Friday, August 25, 2006

It would be funny if...

...it wasn't so sick.

What you are meant to see is the first sequence, where the television camera lingers on the abandoned body of a man, a vignette pregnant with pathos, so laden with symbolism that even the hardest of heats could not fail to be moved.

But the Arab TV station which showed this scene was perhaps too enthusiastic for its own good. In a long clip, of over seven minutes, it then went on to show this separate sequence, starting at 6:45 minutes.

The sequence opens with "Green Helmet" leading a stretcher party towards "Stretcher Alley", comprising himself and two others. As he does so, he spots the camera and stops the party in its tracks. Facing the camera, he appears to give the operator a signal while he and his colleagues lower the stretcher to the ground. There can be no mistaking the deliberation in the act - "Green Helmet" is quite clearly looking directly towards the camera.

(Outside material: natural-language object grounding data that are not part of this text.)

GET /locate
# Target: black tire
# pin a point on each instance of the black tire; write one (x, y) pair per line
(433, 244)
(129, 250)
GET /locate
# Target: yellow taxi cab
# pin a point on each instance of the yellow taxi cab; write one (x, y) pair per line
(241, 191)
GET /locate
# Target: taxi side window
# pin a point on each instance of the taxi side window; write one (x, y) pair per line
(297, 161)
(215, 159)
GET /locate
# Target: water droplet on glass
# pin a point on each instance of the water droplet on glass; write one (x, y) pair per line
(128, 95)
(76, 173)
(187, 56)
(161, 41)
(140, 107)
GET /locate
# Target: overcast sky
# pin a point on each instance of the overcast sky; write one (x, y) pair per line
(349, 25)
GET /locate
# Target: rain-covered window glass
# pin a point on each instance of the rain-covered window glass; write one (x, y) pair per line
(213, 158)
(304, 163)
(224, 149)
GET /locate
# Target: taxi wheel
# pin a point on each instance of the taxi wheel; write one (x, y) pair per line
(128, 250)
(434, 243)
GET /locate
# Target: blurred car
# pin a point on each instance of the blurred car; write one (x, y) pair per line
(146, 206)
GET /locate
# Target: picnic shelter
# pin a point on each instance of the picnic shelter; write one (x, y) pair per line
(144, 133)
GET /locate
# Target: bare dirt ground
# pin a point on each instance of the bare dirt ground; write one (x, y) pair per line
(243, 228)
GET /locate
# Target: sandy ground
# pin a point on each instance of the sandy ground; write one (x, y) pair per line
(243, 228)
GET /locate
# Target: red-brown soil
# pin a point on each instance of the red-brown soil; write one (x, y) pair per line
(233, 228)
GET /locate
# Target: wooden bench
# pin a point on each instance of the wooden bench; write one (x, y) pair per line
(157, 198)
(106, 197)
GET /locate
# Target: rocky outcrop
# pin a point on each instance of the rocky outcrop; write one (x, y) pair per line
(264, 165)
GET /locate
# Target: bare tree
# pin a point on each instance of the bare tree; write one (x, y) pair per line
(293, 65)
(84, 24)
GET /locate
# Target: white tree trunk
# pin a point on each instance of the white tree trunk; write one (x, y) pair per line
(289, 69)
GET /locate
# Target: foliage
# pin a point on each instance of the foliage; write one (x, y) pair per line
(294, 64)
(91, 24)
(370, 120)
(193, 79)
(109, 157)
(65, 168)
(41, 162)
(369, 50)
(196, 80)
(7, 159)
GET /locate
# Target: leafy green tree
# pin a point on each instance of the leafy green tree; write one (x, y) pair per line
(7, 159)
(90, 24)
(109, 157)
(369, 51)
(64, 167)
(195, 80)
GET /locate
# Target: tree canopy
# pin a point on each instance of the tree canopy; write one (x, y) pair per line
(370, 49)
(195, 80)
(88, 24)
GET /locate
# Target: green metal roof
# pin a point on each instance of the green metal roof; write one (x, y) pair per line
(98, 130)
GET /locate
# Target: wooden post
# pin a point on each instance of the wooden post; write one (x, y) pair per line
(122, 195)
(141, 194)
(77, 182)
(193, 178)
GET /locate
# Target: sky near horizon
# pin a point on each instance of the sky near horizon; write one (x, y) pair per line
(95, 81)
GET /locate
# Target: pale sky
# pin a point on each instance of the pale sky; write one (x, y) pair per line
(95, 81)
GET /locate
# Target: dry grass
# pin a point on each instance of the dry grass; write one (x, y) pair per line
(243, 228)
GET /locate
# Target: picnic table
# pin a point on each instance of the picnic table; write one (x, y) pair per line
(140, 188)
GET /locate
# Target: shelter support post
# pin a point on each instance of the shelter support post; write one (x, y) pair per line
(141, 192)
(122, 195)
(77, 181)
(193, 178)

Thus we see the party lay the stretcher on the gound, "Green Helmet" all the time keeping his gaze on the camera. There is no verbal sound track to this film (it is overlaid with Arabic music) so we cannot tell if "Green Helmet" gives an order - not that we would have understood it anyway. But what happens next cannot be spontaneous.

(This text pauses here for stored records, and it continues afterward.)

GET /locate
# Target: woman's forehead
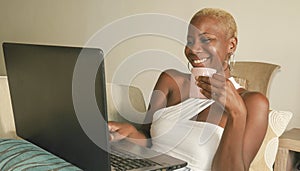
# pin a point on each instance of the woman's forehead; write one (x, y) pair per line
(205, 25)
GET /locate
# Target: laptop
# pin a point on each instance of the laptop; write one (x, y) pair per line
(59, 103)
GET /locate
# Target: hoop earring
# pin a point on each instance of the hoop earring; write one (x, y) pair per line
(228, 65)
(189, 66)
(232, 60)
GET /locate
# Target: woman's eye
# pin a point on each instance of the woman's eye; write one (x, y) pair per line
(189, 43)
(205, 40)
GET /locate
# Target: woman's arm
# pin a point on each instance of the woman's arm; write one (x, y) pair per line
(246, 125)
(158, 100)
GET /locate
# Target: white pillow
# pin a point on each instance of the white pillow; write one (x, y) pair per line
(265, 158)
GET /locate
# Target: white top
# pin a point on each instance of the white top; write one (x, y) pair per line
(174, 133)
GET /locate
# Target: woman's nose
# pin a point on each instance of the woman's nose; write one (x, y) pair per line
(196, 48)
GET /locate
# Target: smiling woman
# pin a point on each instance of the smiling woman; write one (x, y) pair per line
(222, 130)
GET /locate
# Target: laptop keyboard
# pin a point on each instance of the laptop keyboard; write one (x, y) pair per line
(121, 161)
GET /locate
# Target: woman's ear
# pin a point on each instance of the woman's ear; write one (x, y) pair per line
(232, 45)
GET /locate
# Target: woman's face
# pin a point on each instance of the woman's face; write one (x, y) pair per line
(207, 44)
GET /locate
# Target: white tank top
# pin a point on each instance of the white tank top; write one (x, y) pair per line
(174, 133)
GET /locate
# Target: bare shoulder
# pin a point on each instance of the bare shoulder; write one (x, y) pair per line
(172, 75)
(257, 104)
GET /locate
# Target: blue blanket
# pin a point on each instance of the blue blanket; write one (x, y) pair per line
(17, 155)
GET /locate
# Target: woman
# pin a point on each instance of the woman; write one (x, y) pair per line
(236, 119)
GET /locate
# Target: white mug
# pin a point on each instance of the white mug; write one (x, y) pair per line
(199, 71)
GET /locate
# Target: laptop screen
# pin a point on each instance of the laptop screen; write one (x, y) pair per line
(41, 82)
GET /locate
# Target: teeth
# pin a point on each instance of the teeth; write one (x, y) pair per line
(200, 60)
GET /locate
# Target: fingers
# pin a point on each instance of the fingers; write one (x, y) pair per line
(214, 84)
(118, 131)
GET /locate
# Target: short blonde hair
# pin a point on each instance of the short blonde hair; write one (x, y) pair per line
(225, 19)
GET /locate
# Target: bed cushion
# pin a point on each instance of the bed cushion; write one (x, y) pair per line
(18, 155)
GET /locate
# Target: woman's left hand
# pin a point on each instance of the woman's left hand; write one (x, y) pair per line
(222, 91)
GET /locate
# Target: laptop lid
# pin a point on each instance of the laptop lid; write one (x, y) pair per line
(41, 81)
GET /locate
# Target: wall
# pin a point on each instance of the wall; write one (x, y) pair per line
(268, 31)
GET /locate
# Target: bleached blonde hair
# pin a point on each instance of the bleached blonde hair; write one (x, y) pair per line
(225, 19)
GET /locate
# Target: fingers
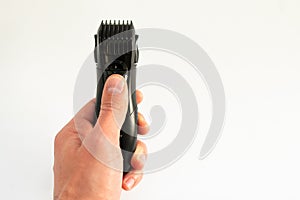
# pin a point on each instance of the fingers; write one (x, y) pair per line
(114, 104)
(138, 160)
(84, 119)
(131, 179)
(139, 157)
(103, 141)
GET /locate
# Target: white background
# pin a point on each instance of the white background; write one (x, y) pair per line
(254, 44)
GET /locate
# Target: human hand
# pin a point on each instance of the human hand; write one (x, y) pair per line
(88, 162)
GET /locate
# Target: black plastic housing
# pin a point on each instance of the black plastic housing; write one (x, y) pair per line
(116, 52)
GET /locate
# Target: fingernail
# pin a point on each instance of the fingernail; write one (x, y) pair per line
(142, 158)
(129, 183)
(115, 84)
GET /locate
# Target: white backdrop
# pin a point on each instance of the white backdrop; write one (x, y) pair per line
(254, 44)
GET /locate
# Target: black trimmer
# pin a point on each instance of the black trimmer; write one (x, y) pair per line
(116, 52)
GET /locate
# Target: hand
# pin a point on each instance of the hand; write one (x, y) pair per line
(87, 159)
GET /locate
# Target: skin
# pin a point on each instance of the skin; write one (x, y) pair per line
(78, 171)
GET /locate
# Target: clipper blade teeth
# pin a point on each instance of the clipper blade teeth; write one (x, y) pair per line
(111, 28)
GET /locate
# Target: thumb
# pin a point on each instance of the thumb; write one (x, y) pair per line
(114, 105)
(103, 141)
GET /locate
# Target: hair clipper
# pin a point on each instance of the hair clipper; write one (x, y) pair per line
(116, 52)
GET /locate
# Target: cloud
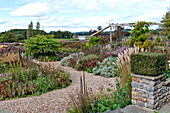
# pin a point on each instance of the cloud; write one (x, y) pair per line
(32, 9)
(87, 14)
(2, 21)
(5, 8)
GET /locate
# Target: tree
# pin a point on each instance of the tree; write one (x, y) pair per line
(41, 45)
(38, 26)
(30, 26)
(166, 24)
(9, 37)
(138, 33)
(99, 28)
(29, 31)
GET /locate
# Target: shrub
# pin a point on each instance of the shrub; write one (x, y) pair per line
(147, 63)
(74, 56)
(86, 63)
(158, 39)
(116, 51)
(105, 68)
(41, 46)
(93, 41)
(31, 79)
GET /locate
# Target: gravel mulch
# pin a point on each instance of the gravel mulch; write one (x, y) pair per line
(58, 101)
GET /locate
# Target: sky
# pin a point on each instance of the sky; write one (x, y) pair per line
(78, 15)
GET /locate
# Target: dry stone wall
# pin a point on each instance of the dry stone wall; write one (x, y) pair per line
(150, 92)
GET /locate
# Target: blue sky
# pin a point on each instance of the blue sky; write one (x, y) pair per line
(78, 15)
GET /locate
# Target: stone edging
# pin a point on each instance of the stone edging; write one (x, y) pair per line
(148, 77)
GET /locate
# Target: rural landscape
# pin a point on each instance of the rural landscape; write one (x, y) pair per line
(103, 70)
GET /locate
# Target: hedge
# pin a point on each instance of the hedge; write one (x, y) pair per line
(147, 63)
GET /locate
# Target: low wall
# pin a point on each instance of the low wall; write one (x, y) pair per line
(150, 92)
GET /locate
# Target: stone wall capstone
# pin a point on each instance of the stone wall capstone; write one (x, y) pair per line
(150, 92)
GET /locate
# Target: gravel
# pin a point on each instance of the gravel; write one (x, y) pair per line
(58, 101)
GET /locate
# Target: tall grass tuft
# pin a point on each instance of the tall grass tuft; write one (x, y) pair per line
(123, 67)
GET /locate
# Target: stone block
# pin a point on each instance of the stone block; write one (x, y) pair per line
(140, 103)
(139, 98)
(135, 79)
(152, 101)
(150, 106)
(134, 84)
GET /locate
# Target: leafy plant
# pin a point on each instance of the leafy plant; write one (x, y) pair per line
(41, 45)
(138, 33)
(31, 79)
(105, 68)
(74, 56)
(93, 41)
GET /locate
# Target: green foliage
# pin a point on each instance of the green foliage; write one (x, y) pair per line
(76, 56)
(88, 57)
(138, 33)
(30, 79)
(101, 103)
(61, 34)
(147, 63)
(167, 74)
(119, 99)
(166, 24)
(158, 39)
(41, 46)
(9, 37)
(93, 41)
(105, 68)
(147, 43)
(37, 26)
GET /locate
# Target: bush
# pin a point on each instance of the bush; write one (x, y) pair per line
(105, 68)
(86, 63)
(148, 63)
(158, 39)
(41, 46)
(93, 41)
(74, 56)
(31, 79)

With extraorinary rapidity, the three stretcher bearers disperse. The "man in black", or so it seems, heads off at the run in the direction whence he came. The young man breaks left at high speed and "Green Helmet" heads at similar speed in the direction of the camera. The indications are - and the effect certainly is - that they are trying to get out of camera-shot.

No more than a few seconds into the sequence and their high-speecd dashes are paying off. All the figures are now nearly out of camera-shot. The "man in black" looks as if he is about to run all the way back to the wrecked building - that is the direction he is going. The others, we cannot see as they run past the camera out of view.

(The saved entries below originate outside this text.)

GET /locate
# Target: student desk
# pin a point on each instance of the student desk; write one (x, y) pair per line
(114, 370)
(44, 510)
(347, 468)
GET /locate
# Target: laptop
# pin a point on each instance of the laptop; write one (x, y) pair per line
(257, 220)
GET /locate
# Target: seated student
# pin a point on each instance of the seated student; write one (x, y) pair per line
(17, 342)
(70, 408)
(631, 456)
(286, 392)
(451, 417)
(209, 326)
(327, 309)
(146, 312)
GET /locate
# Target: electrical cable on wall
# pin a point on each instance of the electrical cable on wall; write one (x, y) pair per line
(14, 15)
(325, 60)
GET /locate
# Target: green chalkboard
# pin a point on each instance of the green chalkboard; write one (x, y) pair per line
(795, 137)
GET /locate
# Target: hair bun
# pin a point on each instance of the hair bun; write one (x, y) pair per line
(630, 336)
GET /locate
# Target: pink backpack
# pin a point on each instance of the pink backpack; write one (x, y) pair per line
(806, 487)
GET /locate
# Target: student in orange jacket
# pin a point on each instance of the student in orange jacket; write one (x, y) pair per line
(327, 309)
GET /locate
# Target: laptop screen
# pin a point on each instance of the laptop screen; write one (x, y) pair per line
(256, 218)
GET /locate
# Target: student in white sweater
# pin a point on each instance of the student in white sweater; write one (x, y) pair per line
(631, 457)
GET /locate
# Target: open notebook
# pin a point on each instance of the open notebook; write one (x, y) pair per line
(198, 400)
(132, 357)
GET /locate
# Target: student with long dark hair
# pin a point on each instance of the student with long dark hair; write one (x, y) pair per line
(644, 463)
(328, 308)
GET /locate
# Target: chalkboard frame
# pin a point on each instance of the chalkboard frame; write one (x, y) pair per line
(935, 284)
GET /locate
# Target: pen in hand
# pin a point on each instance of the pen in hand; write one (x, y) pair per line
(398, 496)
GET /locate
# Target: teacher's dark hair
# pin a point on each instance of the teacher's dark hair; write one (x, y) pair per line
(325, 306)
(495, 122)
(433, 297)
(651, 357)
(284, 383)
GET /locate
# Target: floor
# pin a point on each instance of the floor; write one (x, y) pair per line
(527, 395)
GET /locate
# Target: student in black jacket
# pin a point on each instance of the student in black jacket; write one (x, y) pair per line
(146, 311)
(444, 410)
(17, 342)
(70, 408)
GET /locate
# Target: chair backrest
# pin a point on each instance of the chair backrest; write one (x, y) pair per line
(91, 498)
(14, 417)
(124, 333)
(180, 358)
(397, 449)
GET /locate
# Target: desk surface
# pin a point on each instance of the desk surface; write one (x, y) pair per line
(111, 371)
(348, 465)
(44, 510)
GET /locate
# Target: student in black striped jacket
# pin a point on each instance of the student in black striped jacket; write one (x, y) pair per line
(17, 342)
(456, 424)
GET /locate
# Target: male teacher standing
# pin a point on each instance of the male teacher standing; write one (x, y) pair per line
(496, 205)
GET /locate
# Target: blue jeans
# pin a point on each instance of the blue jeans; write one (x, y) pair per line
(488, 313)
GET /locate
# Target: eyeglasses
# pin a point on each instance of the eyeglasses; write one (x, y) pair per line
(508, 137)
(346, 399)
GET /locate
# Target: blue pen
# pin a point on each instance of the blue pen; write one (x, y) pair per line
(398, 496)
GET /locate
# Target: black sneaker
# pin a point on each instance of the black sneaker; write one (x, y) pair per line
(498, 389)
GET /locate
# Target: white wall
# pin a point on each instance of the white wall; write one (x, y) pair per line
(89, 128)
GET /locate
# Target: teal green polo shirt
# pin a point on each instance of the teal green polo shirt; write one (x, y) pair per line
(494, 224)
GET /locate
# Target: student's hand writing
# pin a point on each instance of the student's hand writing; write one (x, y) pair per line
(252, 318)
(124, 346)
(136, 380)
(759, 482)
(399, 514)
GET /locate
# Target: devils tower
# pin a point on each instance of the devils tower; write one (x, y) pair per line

Now we are but a fraction of a second from the pathos - another iconic shot, showing the abandoned body. "Green Helmet" is just out of view, the young man has disappeared and the "man in black" is now so far up the road that he will not appear in any close-up shot. And a few seconds of a close-up shot is all it will take to make a powerful point.

Context, of course, is everything. An innocent explanation would be that the stretcher party had arrived at its destination. The "man in black" was rushing off to pick up another body and the other two were rushing forward to take on other vital tasks.

However, we know exactly where this is, from the footage of "White Tee-shirt's" camera run. This is the middle of nowhere. It is some distance from the wrecked building and even the staging area, and well short of "Stretcher Alley" and the ambulances. There is no activity here. If for some reason "Green Helmet" and his team had suddenly tired and decided to take a rest, they would surely have remained with their burden. There can be no explanation for their behaviour, other than they are determined to get out of camera-shot to give a clear view of the body.

Once again, the showman scores.

We've added this to our report in Part 7.